成果を上げたら返す。そういう言い方をしたのは、彼らにやる気をもって仕事に望んで欲しかったからだ。だが、実際のところ、多くの技術の革新には発明からさらに時間をかける必要がある。つまり、数か月や一年で“もう大丈夫ですよ”というわけにはいかないのだ。そのつもりでいたのなら、彼らにとっては多少なりに不満が溜まるのもわからないことではない。
ゆえに、王は言うのである。
「元の世界に帰してやったエンジニアもいるだろう?お前の先輩であったマナベは元の世界に帰ったではないか。
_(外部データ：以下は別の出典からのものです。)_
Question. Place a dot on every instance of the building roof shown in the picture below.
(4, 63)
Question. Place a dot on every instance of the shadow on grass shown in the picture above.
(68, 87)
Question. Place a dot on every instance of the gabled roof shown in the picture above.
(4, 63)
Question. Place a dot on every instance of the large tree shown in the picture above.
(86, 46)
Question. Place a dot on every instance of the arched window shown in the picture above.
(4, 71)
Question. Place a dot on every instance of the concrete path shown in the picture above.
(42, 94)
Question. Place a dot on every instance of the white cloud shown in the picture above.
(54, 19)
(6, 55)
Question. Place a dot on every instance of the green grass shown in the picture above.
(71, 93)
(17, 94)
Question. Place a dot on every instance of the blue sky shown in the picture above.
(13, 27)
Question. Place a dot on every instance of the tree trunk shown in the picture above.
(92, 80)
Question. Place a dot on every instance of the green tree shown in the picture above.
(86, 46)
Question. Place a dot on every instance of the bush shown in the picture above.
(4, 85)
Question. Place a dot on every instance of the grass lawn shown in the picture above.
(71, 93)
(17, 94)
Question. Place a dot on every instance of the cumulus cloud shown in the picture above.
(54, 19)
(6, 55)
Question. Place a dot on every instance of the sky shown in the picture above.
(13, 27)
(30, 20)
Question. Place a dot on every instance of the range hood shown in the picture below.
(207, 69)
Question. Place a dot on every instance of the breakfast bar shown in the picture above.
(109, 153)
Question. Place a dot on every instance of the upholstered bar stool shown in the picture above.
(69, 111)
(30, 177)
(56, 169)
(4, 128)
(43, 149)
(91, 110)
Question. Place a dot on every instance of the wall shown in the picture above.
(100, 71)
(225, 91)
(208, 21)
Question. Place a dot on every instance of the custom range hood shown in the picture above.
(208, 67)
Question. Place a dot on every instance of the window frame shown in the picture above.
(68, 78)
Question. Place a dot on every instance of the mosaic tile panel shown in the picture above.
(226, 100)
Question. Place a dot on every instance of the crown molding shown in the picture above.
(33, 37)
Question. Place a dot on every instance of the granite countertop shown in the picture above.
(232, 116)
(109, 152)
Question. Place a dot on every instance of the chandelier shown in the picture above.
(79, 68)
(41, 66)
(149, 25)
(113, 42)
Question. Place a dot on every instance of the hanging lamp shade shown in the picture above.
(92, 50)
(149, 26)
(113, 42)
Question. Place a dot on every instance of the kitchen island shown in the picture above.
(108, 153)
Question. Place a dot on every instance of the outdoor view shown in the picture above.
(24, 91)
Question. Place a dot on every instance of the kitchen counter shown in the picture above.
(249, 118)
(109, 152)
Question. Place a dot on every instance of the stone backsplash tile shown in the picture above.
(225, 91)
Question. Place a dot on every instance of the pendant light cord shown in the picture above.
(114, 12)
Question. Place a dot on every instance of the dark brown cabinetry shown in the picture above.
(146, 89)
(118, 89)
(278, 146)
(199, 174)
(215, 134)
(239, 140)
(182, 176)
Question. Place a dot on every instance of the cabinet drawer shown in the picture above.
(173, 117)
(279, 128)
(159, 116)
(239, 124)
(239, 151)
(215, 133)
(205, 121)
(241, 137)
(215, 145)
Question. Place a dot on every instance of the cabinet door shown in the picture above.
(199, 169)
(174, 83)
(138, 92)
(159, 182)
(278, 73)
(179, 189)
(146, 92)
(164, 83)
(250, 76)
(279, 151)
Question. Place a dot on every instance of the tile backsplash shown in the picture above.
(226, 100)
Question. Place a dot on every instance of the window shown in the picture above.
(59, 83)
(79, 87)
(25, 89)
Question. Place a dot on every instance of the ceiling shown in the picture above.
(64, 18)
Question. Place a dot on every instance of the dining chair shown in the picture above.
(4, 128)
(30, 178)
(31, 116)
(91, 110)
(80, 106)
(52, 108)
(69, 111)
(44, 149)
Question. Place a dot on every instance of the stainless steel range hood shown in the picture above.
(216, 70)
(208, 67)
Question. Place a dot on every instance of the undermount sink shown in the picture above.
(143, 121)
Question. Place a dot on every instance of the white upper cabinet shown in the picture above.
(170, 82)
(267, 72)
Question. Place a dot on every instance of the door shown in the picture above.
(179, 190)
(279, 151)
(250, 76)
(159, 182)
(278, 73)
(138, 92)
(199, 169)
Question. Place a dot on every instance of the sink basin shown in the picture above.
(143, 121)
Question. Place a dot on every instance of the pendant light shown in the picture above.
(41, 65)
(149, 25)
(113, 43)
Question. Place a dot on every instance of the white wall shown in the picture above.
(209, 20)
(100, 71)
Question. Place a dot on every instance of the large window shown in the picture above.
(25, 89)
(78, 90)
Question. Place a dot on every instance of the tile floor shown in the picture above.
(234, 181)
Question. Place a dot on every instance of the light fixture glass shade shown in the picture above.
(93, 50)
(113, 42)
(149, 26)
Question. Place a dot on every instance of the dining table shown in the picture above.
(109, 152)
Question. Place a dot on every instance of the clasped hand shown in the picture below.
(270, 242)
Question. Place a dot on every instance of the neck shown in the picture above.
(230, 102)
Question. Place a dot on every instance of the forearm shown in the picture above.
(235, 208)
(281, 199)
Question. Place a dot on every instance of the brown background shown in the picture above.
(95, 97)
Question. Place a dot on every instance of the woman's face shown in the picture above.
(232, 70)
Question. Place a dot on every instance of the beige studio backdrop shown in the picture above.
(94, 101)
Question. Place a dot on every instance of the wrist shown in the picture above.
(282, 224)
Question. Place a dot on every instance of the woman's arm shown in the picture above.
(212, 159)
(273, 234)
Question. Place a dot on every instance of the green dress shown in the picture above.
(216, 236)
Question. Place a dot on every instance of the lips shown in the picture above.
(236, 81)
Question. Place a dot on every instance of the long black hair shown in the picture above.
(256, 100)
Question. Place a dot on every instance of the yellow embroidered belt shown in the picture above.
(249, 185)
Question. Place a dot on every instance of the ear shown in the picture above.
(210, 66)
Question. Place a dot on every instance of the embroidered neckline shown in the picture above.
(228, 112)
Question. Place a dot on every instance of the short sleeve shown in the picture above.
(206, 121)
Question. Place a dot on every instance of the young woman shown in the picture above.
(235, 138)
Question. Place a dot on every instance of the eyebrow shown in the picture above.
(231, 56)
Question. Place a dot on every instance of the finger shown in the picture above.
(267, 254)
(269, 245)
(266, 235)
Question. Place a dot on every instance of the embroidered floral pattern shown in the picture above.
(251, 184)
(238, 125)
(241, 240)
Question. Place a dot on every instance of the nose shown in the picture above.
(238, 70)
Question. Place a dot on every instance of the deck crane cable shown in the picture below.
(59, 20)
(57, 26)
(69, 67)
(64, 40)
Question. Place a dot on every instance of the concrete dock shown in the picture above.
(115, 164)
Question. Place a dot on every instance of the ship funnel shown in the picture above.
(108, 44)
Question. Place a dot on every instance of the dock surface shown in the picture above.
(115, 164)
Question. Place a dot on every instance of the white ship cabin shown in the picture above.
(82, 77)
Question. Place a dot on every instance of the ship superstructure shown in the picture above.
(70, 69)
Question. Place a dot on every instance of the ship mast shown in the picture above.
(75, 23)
私は呼び出した順に、少しずつ異世界人を元の世界に帰しているぞ」
「マナベ部長は、この世界に呼び出されてから四十年も過ぎてらっしゃいました……!そんなに長い時間、我々は待てません!」
「何を言う。発明した技術が修正され、定着し、さらなる躍進を遂げるところまで見届けるまでがお前達の仕事だろう?それには四十年や五十年くらいの月日は必要だ。たった四十年五十年で元の世界に帰れるというのに、何が問題だというのだ?」
「――っ!」
信じられない。そんな様子で、ふらふらとクロサワはその場に崩れ落ちた。
「あなたは、人の人生をなんだと思ってらっしゃるのです……?何百年も生きるのが当たり前のあなた方と、百年しか生きられない私達の寿命を一緒にしないでいただきたい。マナベさんは二十歳でここに連れてこられて、ここから元の世界に帰ることができたのは六十歳の老人……もう、家族でさえマナベさんの顔がわからなくなっているかもしれないし、両親は亡くなっているかもしれないくらいの月日なのです。私達にも家族や、人生があるのですよ……!それを無理やりな異世界転生でむちゃくちゃにされて、そんな長い月日をこの世界のために尽くせだなんて、そんな、そんな……!」
「そんなことを言われても、我々にも事情があるのだ」
心底困り果ててジャスティンは反論する。